I have a problem (only slight) with a log home that I've contracted for purchase. It's a 1500 sq. ft. structure with a great room. The home was re-roofed last year and I just did a physical inspection.
There are no open rafters typical of conventional log homes.
The area over the great room is drywalled and the trusses above the great room are 2x4, with 2x4 cross members attached to the front and back walls.
The problem is that the area over the great room is not supported by as many interior wall as the area to the rear of the house containing the bedrooms.
We noticed a slight sag in the ridge line from the area of the ridge where the great room starts to the far end of the house by the chimney. Upon further inspection, we noticed that some of the nearly vertical support members of the trusses were bowed. We feel that this is due to lack of cross-bracing of the trusses. In effect, the trusses were installed with no cross-bracing (a surprise indeed).
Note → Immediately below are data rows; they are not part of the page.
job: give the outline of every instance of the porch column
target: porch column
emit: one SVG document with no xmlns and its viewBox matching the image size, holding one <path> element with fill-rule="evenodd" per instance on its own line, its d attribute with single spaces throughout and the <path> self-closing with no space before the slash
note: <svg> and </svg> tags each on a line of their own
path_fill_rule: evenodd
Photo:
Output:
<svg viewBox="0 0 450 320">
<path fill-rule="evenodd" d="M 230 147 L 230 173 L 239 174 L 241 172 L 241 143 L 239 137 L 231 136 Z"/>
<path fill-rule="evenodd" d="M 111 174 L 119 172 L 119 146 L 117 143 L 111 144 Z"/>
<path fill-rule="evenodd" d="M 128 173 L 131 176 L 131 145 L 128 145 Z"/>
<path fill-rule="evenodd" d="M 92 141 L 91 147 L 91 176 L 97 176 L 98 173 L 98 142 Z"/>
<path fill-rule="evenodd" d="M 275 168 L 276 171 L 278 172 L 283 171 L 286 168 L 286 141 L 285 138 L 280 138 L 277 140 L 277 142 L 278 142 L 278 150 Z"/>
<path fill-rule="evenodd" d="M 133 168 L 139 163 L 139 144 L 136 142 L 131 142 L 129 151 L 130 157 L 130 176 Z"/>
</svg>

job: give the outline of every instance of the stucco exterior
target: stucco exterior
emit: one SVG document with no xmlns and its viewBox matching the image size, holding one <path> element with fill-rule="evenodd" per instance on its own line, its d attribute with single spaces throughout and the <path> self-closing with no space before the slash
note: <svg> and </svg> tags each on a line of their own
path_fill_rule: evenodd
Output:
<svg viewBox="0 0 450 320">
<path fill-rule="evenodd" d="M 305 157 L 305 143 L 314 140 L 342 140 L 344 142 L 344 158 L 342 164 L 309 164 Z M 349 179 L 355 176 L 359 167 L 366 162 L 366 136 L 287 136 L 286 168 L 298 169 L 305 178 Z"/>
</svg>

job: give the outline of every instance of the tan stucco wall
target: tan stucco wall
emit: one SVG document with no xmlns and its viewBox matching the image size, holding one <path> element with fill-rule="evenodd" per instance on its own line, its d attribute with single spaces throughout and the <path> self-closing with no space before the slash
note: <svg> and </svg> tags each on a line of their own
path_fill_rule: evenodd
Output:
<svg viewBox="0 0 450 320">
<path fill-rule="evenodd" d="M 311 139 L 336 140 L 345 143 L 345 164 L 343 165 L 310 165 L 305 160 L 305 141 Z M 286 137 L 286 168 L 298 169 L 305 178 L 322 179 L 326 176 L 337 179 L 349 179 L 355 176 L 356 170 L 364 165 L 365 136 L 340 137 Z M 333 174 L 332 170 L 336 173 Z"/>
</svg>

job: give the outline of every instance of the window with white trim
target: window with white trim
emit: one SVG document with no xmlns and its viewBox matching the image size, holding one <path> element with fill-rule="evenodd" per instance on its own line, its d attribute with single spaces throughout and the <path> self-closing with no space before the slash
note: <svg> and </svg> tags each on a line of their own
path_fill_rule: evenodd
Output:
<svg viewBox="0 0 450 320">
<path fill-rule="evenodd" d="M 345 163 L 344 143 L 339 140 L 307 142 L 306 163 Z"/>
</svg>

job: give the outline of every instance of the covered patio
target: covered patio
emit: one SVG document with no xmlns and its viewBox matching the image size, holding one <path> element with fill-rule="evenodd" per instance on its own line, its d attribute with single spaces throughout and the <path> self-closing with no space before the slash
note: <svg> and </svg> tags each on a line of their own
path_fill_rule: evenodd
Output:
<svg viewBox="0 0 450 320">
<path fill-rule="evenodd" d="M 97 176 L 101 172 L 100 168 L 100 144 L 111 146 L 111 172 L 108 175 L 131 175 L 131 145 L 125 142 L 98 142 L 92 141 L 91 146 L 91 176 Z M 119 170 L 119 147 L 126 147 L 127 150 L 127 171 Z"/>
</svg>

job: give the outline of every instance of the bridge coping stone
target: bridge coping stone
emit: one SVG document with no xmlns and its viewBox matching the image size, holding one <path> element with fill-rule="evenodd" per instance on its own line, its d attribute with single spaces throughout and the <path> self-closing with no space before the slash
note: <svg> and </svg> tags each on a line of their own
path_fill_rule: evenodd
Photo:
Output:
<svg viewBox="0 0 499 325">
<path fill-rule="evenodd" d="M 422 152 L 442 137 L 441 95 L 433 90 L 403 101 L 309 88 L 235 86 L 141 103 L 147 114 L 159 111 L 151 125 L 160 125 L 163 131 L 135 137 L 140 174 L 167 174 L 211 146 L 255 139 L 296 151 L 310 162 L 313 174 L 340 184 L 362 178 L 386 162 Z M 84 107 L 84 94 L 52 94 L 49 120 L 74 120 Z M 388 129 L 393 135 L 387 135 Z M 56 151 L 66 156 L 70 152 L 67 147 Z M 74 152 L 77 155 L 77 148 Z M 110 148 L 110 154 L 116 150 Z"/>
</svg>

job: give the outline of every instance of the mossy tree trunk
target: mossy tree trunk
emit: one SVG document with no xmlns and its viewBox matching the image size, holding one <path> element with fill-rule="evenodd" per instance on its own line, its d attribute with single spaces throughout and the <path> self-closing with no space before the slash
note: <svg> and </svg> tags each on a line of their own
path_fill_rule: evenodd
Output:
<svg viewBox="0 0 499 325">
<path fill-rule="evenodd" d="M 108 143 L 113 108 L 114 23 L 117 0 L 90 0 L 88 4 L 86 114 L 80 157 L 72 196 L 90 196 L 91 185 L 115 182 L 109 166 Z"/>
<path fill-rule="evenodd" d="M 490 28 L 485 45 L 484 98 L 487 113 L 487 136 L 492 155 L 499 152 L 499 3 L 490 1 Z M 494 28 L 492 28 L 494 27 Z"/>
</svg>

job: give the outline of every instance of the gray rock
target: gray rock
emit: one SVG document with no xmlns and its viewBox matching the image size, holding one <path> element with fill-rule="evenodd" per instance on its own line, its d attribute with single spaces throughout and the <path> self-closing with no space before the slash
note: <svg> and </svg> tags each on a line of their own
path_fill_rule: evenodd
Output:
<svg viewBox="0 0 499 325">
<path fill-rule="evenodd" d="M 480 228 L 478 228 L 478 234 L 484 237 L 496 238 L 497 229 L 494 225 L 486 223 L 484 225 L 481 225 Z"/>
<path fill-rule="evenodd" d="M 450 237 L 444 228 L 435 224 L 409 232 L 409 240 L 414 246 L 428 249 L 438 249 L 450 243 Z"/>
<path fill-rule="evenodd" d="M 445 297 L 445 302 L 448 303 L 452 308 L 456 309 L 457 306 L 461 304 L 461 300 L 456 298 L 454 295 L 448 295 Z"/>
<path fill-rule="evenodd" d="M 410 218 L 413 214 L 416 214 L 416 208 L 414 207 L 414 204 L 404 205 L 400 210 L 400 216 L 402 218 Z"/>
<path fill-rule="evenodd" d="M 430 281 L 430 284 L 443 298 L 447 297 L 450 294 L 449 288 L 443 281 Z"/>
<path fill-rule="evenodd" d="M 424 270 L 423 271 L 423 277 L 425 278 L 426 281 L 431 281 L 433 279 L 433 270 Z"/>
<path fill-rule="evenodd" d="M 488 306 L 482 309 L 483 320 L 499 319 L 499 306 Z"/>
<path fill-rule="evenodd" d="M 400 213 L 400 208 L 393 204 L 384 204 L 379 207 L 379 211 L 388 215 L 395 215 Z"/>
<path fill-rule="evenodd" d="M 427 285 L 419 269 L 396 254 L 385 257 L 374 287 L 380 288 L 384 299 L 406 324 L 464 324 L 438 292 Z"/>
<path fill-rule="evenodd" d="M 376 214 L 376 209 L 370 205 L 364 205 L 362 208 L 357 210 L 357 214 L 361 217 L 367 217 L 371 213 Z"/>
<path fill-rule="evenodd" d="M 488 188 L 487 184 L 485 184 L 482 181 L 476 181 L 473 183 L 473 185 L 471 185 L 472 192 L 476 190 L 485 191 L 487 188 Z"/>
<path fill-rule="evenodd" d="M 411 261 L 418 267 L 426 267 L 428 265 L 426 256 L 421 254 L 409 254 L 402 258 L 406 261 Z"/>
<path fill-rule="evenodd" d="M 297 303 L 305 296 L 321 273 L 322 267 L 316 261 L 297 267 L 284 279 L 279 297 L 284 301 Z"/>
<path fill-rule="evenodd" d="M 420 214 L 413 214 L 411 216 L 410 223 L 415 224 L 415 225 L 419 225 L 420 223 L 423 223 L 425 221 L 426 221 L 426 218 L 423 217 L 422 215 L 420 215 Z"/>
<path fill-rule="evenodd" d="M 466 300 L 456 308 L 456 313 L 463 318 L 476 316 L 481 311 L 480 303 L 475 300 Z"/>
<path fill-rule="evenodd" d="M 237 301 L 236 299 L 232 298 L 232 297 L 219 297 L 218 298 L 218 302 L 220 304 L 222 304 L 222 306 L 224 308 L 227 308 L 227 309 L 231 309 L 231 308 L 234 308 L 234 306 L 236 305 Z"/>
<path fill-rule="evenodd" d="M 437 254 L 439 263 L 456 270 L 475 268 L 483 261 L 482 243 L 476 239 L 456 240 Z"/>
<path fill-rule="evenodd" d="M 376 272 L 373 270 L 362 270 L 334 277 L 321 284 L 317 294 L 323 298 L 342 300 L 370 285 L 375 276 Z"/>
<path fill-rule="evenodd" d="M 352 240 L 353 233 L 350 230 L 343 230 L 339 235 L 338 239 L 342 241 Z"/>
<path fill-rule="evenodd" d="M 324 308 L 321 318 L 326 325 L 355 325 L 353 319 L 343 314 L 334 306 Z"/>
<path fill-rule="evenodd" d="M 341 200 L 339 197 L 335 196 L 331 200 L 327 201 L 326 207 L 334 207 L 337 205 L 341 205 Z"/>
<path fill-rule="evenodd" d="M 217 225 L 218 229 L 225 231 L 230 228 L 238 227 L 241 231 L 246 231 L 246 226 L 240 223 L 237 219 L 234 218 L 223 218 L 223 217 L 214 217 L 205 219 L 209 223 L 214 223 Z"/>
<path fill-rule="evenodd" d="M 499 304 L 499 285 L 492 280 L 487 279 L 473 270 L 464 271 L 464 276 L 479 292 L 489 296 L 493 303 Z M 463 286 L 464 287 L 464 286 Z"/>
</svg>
Further, there is no ridge beam or central beam running the length of the house above the ceiling.
One scenario would be to run a 1-2 vertical joists from the attic floor clear through to a footing in the crawl space beneath the first floor, then add a beam on the attic floor and collar ties to the trusses. We could then add two vertical joists in that span.
A simpler method (which we are doing now) is to add cross-bracing to the trusses and hope that this solves the problem.
A third method would be to laying a 20-30' beam to the attic floor, spanning between the area of the home supported by lower interior walls and the log wall at the other end of the home by the chimney. Installation of collar ties and vertical joists would then be done.